At 8pm tonight, I’m presenting a Channel 4 Dispatches documentary on inequality, entitled How The Rich Get Richer. In 27 fact-filled minutes, I go through a lot of things – arguing that inequality is about more than tax receipts, and tackling it means more than complaining about rich people. In fact, I’d argue that the chief sponsor of inequality in Britain is state education.
Everyone knows that, in general, state schools are better in leafier areas. That’s why wealthy parents pay so much for houses in a good catchment areas: make no mistake, they’re buying their school place as surely as someone who sends their child to Eton.
Ch4 Dispatches commissioned the Centre for Social Justice to look at five years worth of exam results, and then map it against deprivation. In theory, there should be no link: if schools serve rich and poor equally – giving extra support to deprived communities if needed – then the results should be the same. Instead, we found a picture of near-perfect inequality:
Teaching unions are very good at blaming the parents, and saying (in polite terms) that poor kids will never get as decent exams as the rich because of complex sociological factors.
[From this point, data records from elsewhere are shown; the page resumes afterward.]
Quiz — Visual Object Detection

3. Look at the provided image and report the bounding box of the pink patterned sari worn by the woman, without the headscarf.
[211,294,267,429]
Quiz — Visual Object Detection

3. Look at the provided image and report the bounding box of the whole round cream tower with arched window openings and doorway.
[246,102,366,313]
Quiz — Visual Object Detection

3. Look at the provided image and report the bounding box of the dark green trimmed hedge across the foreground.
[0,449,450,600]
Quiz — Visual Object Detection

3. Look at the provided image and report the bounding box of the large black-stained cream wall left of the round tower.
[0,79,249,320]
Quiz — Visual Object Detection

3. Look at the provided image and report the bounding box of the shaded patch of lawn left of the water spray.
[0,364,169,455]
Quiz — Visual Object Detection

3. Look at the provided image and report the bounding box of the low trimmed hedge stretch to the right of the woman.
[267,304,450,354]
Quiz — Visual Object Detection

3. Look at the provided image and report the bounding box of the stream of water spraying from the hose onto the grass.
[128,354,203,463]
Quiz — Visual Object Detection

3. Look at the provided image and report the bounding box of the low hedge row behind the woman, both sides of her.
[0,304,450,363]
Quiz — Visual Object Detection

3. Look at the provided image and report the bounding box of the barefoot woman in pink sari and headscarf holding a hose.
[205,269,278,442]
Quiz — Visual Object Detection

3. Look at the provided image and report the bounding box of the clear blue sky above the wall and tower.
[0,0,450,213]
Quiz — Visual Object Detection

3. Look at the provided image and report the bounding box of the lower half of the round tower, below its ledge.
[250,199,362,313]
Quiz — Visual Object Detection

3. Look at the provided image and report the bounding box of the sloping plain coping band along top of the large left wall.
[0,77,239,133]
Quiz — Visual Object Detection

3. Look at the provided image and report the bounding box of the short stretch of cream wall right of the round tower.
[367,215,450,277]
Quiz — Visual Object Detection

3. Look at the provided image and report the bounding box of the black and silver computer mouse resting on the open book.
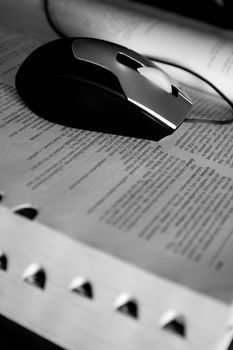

This is what’s known as the ‘soft bigotry of low expectations’. And while it’s true that kids in Britain can start at a disadvantage, the gap – appallingly — widens as they make their way throughout the state system.
It’s a shame that so many who are genuinely upset about inequality in Britain can’t see past the private school system. Of course, no analysis of inequality in Britain is complete without looking at private education. We filmed at Wellington College and spoke to its master, Sir Antony Seldon. The fees are £35,000 a year, and you can certainly see why it helps the rich get richer. This money buys you the best education in the world. I sat in on a few classes, spoke to the pupils, and marveled at the quality of tuition and support that these kids were getting. There are very few things that Britain genuinely does better than anyone in the world, and private education is one of them.
Wellington doesn’t tolerate its pupils becoming snooty or aloof: I met a pupil who works in a food bank, for example. Another two were on scholarships. I sat in on a class of 17 year olds comparing styles of American literature – something I can’t do even now. I suppose you could go there and get angry at the privilege these kids enjoyed. I couldn’t. You play the hand you’re dealt in life, and the pupils at Wellington – and schools like it – are dealt the best hand imaginable.
It would be easy when making a film like this to walk away with footage of this incredible school and say: bingo! These kids get superb education, they literally get taught grit and character, its an unfair advantage over state-educated pupils so shut ’em down and make Britain fairer! But this is rather facile, and has diverted attention from the greater scandal. The state sector educates 93 per cent of pupils, and it serves the poor far better than the rich. In Britain, if you’re poor, the odds are your child will be given a bad education and then become poor as well.
Michael Gove’s reforms have helped, as did Tony Blair’s. But reform is tough, the path of the reformer is strewn with landmines. Blair gave up, and Gove was sacked. It seems as if the school reform agenda is being abandoned.
So yes, Britain’s private schools are world-class. But it’s the state system that threatens to send inequality cascading down the generations. I’ll leave the last word to Sir Anthony:
‘Inequality of education is responsible for inequality of opportunity in Britain, and we must devote far greater resources if we are to thrive as a nation, if we are to be a good society full of law abiding citizens we need to be thinking much more about what happens inside schools.’
PS I was put in the scent of this by pioneering research from Chris Cook of the FT who made a ‘graph of doom’ showing broadly the same thing for years ago. Mine is a version of his.